Great post... basically garbage in, garbage out.

If you're listening to 128KB compressed MP3's, it really doesn't matter the connection type used, as you've already lost so much of the music data - the bluetooth re-encoding that occurs won't strip much more away that's already been stripped. It's still crap in, crap out.

Where people will notice the difference is using a true lossless source (CD's, WAV files or lossless codecs where all the music data is retained) and using a direct digital connection. That's where the B&O system will shine (or the HK system, or any high end audio system). Don't use the bluetooth connection - as nybimmerfan noted, the bluetooth connection is compressing the hell out of your audio files which compromises quality.

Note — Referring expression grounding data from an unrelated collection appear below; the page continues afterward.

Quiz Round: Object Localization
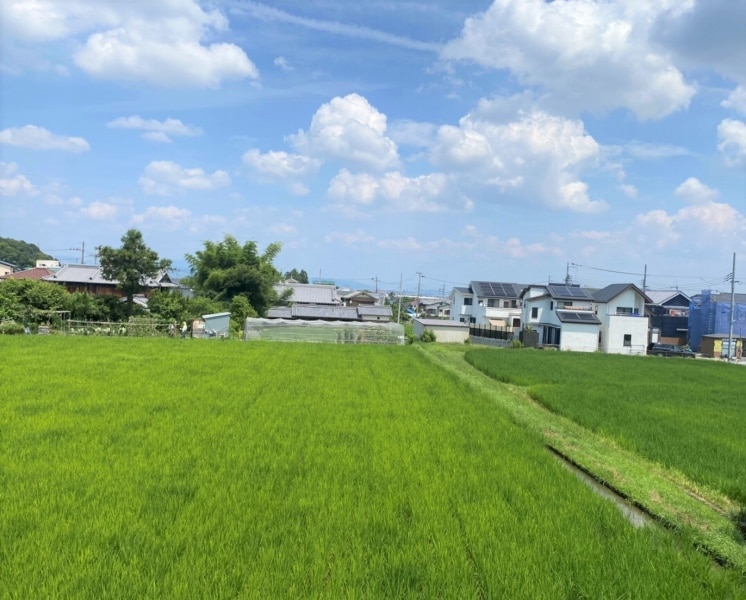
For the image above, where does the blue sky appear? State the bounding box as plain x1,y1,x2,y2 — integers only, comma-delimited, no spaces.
1,0,745,296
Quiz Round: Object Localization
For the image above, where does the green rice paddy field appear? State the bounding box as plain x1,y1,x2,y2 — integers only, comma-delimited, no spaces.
1,337,745,598
465,348,746,504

I tell people who listen to nothing but 128k or even 256k MP3's just to stick with the stock audio system, use bluetooth, etc. because it doesn't matter at that point. So much of the details of the music have been stripped away.

I *believe* I read somewhere a while back that BMW performs direct digital connections from iPod's, Iphone's, etc. via the dock cradle in the center console or the USB connection. (Dock connection for sure but I would need to do more research on the USB connection.) So a lossless audio file that has never been compressed via the dock cradle connector (and possibly USB) will give you the best possible audio quality, and on a system like the B&O system, you'll be able to hear the difference.

By comparison, Audi's MMI interface does NOT do a direct digital connection via the MMI cable. It's one of the biggest annoyances I have with Audi's MMI system - you can spend $7,000 on their B&O reference speaker system and unless you are listening to a CD or a lossless audio file via the SD card slot, you aren't getting a direct digital connection. *Any* Apple device connected to the MMI cable is getting the digital audio converted to analog, sent to the B&O amp and then converted again from analog to digital. It's totally pointless and neuters the audio quality. They are apparently "fixing" this with their latest gen MMI/MOST interface but I haven't confirmed that yet. This is something that BMW does right.

Hopefully one of these days the iTunes store will offer a lossless/uncompressed file download option, because it's frustrating that everything you download from there has been compressed already. Most people don't mind the lost data because the files sound pretty good as-is, but if you hear the original uncompressed version, there are times the difference is striking. Techno/trance/dance music is where the compression really takes a toll on the original source.

Last edited by TonySCV; 05-27-2014 at 04:51 PM.